Member of the Maryland House of Delegates from the Harford County district
- In office 1865–1866 Serving with Isaac Cairnes, Thomas Chew Hopkins, Joshua Wilson
- In office 1856–1856 Serving with Robert E. Duvall and James H. Jarrett

Personal details
- Born: June 10, 1826 Harford County, Maryland, U.S.
- Died: May 27, 1885 (aged 58) St. Louis, Missouri, U.S.
- Resting place: Bellefontaine Cemetery St. Louis, Missouri, U.S.
- Party: Know Nothing
- Children: 4
- Occupation: Politician; librarian;

= Henry A. Silver =

American politician (1826–1885)

Henry A. Silver (June 10, 1826 – May 27, 1885) was an American politician and librarian from Maryland who served as a member of the Maryland House of Delegates, representing Harford County in 1856 and from 1865 to 1866.

==Early life==
Henry A. Silver was born on June 10, 1826, in Harford County, Maryland.

==Career==
Silver was a Know Nothing. Silver served as a member of the Maryland House of Delegates, representing Harford County in 1856 and from 1865 to 1866. Silver served as a vice president during the 1867 Maryland Constitutional Convention. In March 1868, Silver was appointed as librarian of the state of Maryland. In 1873, Silver ran for the Democratic nomination for the Maryland Senate, but lost. In 1874, Silver worked as the journal clerk of the Maryland House of Delegates.

Silver worked for the St. Louis, Missouri, railway mail service. At the time of his death, he was endorsed for promotion as superintendent of his department.

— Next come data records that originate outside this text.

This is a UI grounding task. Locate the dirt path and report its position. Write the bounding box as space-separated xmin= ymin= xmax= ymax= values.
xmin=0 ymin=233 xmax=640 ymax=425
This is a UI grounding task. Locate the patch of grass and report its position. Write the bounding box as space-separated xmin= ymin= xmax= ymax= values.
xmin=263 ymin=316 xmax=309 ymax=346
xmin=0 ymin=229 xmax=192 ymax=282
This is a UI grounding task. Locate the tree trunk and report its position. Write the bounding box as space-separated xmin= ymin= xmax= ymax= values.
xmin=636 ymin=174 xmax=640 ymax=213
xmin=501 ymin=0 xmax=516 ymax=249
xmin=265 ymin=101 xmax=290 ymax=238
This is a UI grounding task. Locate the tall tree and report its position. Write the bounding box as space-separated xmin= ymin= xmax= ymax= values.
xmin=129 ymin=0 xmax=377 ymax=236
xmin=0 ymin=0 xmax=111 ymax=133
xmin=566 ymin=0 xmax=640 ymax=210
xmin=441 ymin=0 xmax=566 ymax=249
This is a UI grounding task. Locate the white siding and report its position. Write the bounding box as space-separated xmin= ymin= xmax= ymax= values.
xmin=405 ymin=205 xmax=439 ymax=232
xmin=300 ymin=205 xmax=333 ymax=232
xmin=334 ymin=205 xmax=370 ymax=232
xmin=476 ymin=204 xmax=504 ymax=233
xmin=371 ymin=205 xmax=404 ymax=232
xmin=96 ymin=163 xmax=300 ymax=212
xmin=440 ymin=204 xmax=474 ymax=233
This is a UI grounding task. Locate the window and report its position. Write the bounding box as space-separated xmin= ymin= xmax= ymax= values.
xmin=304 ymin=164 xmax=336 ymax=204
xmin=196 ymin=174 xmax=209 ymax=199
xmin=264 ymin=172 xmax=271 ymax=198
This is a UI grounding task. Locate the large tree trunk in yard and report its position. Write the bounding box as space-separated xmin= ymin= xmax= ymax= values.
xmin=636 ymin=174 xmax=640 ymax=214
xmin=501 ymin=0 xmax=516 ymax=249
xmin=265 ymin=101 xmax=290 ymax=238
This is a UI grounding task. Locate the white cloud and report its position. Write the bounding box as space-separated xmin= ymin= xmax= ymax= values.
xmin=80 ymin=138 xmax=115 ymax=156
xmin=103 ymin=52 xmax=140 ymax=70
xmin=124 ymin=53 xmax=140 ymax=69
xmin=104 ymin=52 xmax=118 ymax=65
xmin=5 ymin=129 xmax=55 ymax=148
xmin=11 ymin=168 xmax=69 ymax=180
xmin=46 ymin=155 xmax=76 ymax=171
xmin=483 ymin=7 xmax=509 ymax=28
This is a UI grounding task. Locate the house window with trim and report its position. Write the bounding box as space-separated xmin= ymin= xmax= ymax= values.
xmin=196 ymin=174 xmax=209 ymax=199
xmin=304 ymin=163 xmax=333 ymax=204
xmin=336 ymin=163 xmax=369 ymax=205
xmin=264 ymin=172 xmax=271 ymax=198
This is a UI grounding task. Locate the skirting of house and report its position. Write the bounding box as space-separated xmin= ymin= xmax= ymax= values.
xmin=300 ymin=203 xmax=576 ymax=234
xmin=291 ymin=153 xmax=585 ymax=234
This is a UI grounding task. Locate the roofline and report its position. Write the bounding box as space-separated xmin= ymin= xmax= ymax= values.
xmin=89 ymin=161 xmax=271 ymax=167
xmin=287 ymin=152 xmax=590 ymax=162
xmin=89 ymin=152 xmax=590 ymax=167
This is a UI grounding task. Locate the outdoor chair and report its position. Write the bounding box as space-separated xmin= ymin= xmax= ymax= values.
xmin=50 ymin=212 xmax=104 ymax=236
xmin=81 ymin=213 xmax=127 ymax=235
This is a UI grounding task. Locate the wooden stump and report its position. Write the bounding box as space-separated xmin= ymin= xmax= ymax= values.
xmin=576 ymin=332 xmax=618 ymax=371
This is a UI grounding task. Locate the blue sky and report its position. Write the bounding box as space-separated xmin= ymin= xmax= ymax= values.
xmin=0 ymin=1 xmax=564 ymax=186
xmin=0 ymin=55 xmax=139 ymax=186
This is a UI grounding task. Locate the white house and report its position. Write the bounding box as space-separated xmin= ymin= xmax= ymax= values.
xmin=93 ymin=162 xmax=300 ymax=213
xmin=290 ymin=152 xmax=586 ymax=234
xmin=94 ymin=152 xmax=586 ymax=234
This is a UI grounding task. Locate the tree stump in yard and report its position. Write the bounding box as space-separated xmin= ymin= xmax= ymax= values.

In 1859, Silver was a member of the board of directors of the Conowingo Bridge Company.

==Personal life==
Silver married and had one son and three daughters, Edwin, Anna, Lizzie and May. His son Edwin A. Silver served as state's attorney in Jefferson City, Missouri, and was charged with the murder of a police officer.

Silver moved to Missouri later in life.

Silver died of apoplexy on May 27, 1885, in St. Louis. He was buried at Bellefontaine Cemetery in St. Louis.